Hap Halloran, a B-29 Navigator and Japanese POW, gives readers the focus
of the book when he said, "There are many unanswered questions about the fate of this crew and other crews but in remembering
we can be proud of who they were, what they did, what they stood for, and what they were a part of." These
are the four chapters of "Z Square 7, A B-29 True Story" that tell the story of these true American heroes.
"Who They Were" identifies the crew and their families. Readers will understand
the sacrifice and hardship of the families on the loss of their husband, father, son, brother or close relative. Some
of the crew members interrupted their college education to enlist in the Army Air Corps. One crew member was exempt from military
service because he was an only child but he begged his parents to sign for him to enlist. Each one enlisted because
"going to war was something they felt they had to do."
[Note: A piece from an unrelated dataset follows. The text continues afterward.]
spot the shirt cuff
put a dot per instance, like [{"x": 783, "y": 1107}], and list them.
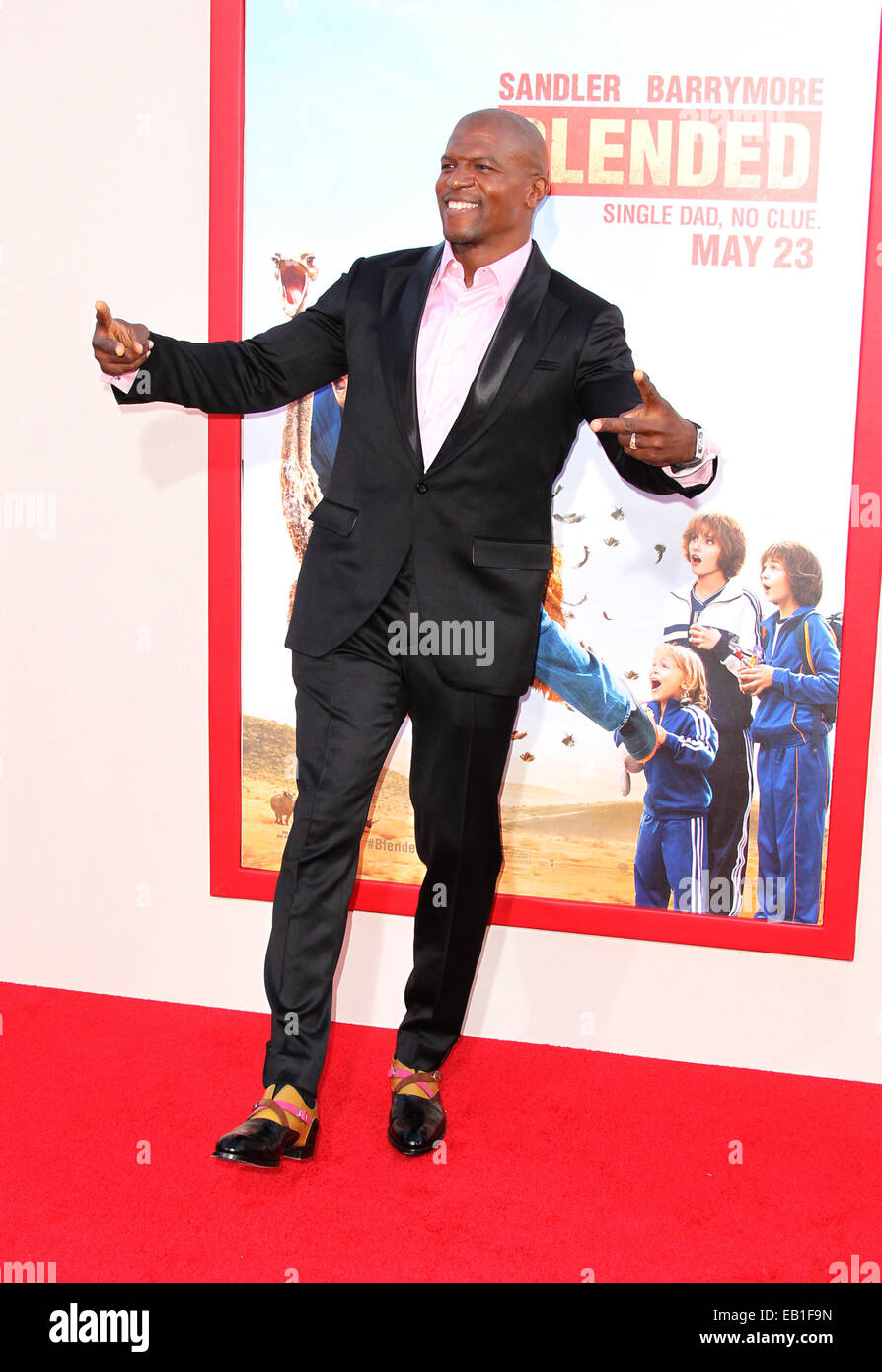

"What They Did" chapter includes General Curtis LeMay's strategic plan for the bombing
of the mainland of Japan. It tells readers how and why this bombing needed to be different than the bombing plan in the European
Theater of Operations. Several crewmembers, who were in the same south Tokyo vicinity on early
morning of May 24, 1945, report their observations of the battle conditions. Another 500th Bomb Group crew tells their
experiences in bombing Target 357, the Nakajima Aircraft Company in north Tokyo and the Japanese defenses surrounding
the plant. Z Square 7 was there....several times.
"What They Stood For"
chapter tells readers the experiences of Lt Raymond "Hap" Halloran and Major Robert Goldsworthy,
in the Japanese POW Camps and how they survived the beatings, torture and starvation. Of the 215 men lost, who
were with the 500th Bomb Group, only 7 returned after the war. Parachuting from stricken B-29s did not offer much chance of
survival with the Japanese military or civilian population.
"What They Were A Part Of" tells readers about
the importance of the those two small islands, Saipan and Iwo Jima, the atomic bombs, and General Twining's history of the B-29, Superfortress.
There are pictures and stories about the Saipan base including an article in the Stars and Stripes
paper written by the war correspondent,
Ernie Pyle. "What
Z Square 7 Was A Part Of" was the defeat of the Japanese Empire.
There are pictures of memorials dedicated to the B-29 crews, some memorials located
in the State of Kansas. There are pictures of "FIFI," the only B-29 flying today. The Commemorative Air Force flies
"FIFI" and the B-24, Liberator, "Diamond Lil" to air shows throughout our country. There are over 160
pictures...many B-29 bombing and damage photos.
C. Douglas Caffey, a WW2 veteran of the 509th Bomb Group on Tinian, has
contributed several of his original poems that include "Lt
Robert Copeland, An Old Flag Will Do, and B-29 Chapel In The Sky."